La guerra dietro le quinte
Quasi nello stesso momento di Tatiana, altre due giovani donne ucraine sono arrivate a Ginevra per una breve visita. Olena Halushka, 32 anni, vive attualmente a Varsavia e Viktoria Voytsitska, 48 anni, è di Kiev. La prima è un’ex giornalista e ha lasciato l’Ucraina pochi giorni dopo lo scoppio della guerra per portare al sicuro il figlio di due anni. La seconda è un’ex parlamentare ucraina. Durante il suo mandato è stata presidente della Commissione per la politica energetica e nucleare.
Entrambe lavorano oggi per il Centro internazionale per la vittoria ucraina (ICUV). Si sono incontrate non lontano dalla sede delle Nazioni Unite a Ginevra.
Si sono recate nella città per incontrare responsabili della politica svizzera, membri del Governo e parlamentari per discutere della protezione delle infrastrutture energetiche dell’Ucraina e organizzare un sostegno nell’ambito della difesa aerea.
“La Svizzera deve autorizzare la Germania a fornire le munizioni per i carrarmati Gepard”, tuona Halushka. “Cercheremo di convincere i responsabili politici svizzeri a riconsiderare la posizione del Paese”, prosegue. Ritiene che le armi in questione siano destinate alla protezione della popolazione civile dal terrorismo russo.
La Russia continua a bombardare le infrastrutture strategiche ucraine. Odessa, Leopoli, Mykolayiv, Vinnytsia, Chernihiv. Tutte le regioni sono nel mirino e i sistemi di difesa aerea dispiegati finora non sono sufficienti. Regioni intere sono senza riscaldamento ed elettricità, alcune persone non hanno un alloggio. La gente muore.

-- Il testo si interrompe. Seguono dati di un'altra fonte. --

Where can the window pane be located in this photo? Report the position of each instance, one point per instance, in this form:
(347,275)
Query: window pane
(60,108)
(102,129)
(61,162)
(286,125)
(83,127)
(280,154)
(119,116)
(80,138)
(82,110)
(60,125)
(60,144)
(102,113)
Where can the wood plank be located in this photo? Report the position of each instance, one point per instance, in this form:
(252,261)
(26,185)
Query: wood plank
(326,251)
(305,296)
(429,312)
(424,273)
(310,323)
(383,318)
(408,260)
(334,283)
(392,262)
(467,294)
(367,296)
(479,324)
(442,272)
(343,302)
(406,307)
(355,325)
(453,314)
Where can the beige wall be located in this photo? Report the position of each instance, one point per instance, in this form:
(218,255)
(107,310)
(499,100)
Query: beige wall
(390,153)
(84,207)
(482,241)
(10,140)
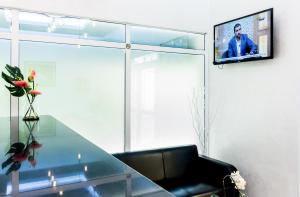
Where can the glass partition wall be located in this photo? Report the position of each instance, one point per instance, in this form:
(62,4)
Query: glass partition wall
(123,87)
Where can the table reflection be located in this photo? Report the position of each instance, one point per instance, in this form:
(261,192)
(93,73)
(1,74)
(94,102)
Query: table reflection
(62,163)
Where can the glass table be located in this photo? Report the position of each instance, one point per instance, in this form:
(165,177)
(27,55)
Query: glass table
(57,161)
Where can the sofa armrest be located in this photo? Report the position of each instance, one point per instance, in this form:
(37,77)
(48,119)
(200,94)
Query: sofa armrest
(213,171)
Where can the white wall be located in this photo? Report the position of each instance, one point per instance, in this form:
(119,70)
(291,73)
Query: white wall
(254,107)
(186,15)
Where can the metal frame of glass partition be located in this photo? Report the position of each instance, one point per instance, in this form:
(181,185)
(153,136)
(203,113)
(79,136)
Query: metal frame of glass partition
(15,37)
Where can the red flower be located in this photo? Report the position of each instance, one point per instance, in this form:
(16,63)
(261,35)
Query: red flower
(33,73)
(34,92)
(35,145)
(21,83)
(31,76)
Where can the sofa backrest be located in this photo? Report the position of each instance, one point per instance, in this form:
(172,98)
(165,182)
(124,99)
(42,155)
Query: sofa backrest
(148,163)
(160,164)
(179,161)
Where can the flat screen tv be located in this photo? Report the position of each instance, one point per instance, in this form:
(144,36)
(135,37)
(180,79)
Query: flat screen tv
(244,39)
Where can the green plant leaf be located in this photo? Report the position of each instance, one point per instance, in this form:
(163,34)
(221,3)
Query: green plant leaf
(17,147)
(20,92)
(14,167)
(8,79)
(7,162)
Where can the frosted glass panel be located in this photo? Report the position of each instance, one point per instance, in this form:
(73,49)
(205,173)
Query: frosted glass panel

Alcune scuole ucraine sono dotate di generatori e ripari antiaerei, ma la maggior parte non ha le risorse finanziarie per acquistarne. L’istituto semi-privato in cui studia la figlia di Voytsitska è riuscito a comprare un generatore per 10’000 euro. I genitori hanno contribuito.
In Ucraina, in questo periodo il sole tramonta alle 16:30. Alle 17:00 è buio. In molte città si è passati all’insegnamento a distanza, ma senza elettricità e durante i bombardamenti non si possono seguire le lezioni.

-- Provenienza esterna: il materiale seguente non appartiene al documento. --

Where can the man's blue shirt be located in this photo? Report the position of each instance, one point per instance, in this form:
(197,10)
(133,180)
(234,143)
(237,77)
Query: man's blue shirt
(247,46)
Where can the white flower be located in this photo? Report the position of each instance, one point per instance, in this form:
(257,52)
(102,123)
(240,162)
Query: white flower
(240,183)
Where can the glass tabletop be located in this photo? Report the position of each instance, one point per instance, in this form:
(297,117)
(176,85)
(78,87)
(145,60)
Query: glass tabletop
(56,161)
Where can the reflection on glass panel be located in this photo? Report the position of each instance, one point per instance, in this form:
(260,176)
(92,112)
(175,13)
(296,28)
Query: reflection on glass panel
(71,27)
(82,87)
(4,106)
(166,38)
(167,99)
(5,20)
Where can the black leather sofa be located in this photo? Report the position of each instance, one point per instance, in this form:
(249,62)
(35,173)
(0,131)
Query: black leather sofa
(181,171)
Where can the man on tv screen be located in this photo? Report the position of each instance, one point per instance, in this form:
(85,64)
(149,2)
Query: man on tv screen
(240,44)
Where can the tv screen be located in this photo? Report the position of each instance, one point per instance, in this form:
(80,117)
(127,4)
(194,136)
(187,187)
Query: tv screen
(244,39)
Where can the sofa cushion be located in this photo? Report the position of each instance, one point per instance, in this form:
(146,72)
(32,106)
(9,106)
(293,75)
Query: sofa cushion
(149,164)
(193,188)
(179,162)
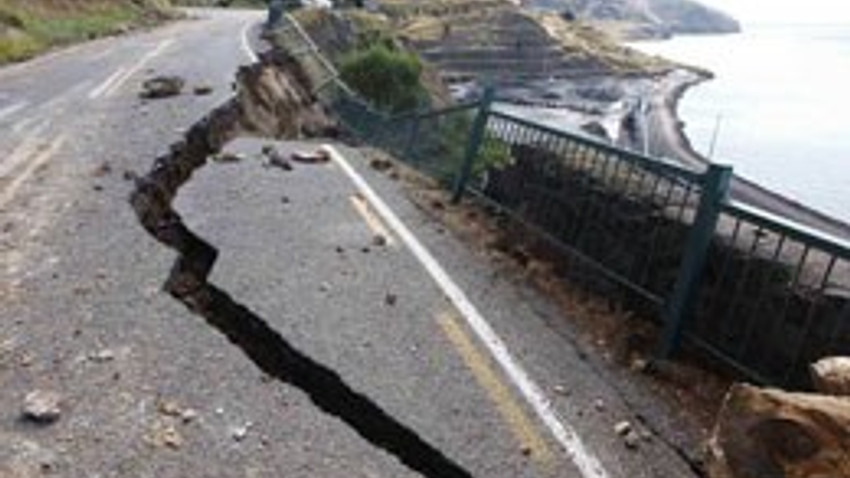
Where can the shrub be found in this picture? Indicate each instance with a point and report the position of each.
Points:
(387, 77)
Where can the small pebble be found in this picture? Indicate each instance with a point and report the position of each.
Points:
(42, 406)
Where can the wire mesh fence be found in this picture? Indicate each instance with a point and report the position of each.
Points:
(624, 215)
(774, 296)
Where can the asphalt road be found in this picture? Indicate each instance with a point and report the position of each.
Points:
(425, 327)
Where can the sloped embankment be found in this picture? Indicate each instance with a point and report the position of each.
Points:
(508, 41)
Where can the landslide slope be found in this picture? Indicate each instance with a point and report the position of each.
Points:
(646, 18)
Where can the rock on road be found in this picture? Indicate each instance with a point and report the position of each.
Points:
(140, 386)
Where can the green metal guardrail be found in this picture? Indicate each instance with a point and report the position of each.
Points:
(761, 293)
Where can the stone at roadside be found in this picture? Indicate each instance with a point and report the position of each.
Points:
(168, 408)
(227, 157)
(241, 432)
(622, 428)
(163, 435)
(42, 406)
(380, 164)
(102, 170)
(599, 404)
(202, 90)
(162, 87)
(831, 376)
(317, 157)
(273, 158)
(101, 356)
(770, 433)
(188, 415)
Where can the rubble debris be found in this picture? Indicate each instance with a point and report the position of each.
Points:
(317, 157)
(831, 376)
(168, 408)
(188, 415)
(42, 406)
(639, 365)
(561, 390)
(273, 158)
(101, 356)
(164, 435)
(622, 428)
(241, 432)
(380, 164)
(202, 90)
(162, 87)
(102, 170)
(227, 157)
(772, 433)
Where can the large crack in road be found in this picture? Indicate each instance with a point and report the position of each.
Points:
(271, 100)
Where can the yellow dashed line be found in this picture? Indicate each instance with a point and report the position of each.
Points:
(371, 219)
(518, 421)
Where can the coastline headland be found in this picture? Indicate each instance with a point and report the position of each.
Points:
(670, 139)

L’Ucraina ha bisogno di trasformatori elettrici, afferma Voytsitska. Secondo lei, diverse grandi imprese come Hitachi e General Electric che producono in Svizzera potrebbero venire in aiuto del Paese in guerra. Ma, anche se Kiev è disposta a pagare, non è facile. “Le aziende sostengono di non poter accettare ordinazioni extra perché devono onorare gli impegni presi con altri clienti”, dice.
L’Ucraina sarebbe disposta ad acquistare trasformatori d’occasione o dismessi. “Abbiamo già programmato una consegna di due trasformatori da 750 kVA”, indica. Si tratta di due grossi dispositivi di provenienza baltica. A quale Paese si riferisca esattamente, non vuole precisarlo.
Le due donne girano l’Europa per difendere la loro causa. Hanno incontrato persone russe che volevano aiutare l’Ucraina? La risposta è “no”. Halushka ha tagliato i ponti con le sue conoscenze russe dal 2014. “Anche le cerchie liberali pensano seriamente che la Russia si sia impossessata della Crimea in modo legittimo”, dice, corrucciata.
Lo scandalo del canale televisivo Dojd
Tuttavia, non è forse vero che molte persone russe reputano l’annessione della Crimea illegittima e vorrebbero che l’Ucraina vinca la guerra? “La società russa sostiene questa guerra”, mi risponde Halishka. “Basta vedere lo scandalo del canale televisivo Dojd”.
Nel dicembre del 2022, un giornalista del canale indipendente russo ha lanciato un appello a “fornire materiale ai russi al fronte”. È stato licenziato il giorno stesso, ma l’emittente ha perso la licenza in Lettonia, da dove le era stato concesso di trasmettere dopo il blocco imposto in Russia. La redazione ha dovuto presentare delle scuse.
Dojd ha continuato l’attività su Youtube. Nella trasmissione di Capodanno ha raccolto 120’000 euro di donazioni per l’acquisto di generatori di corrente per l’Ucraina. Luce e calore per le famiglie di un devastato dalla guerra.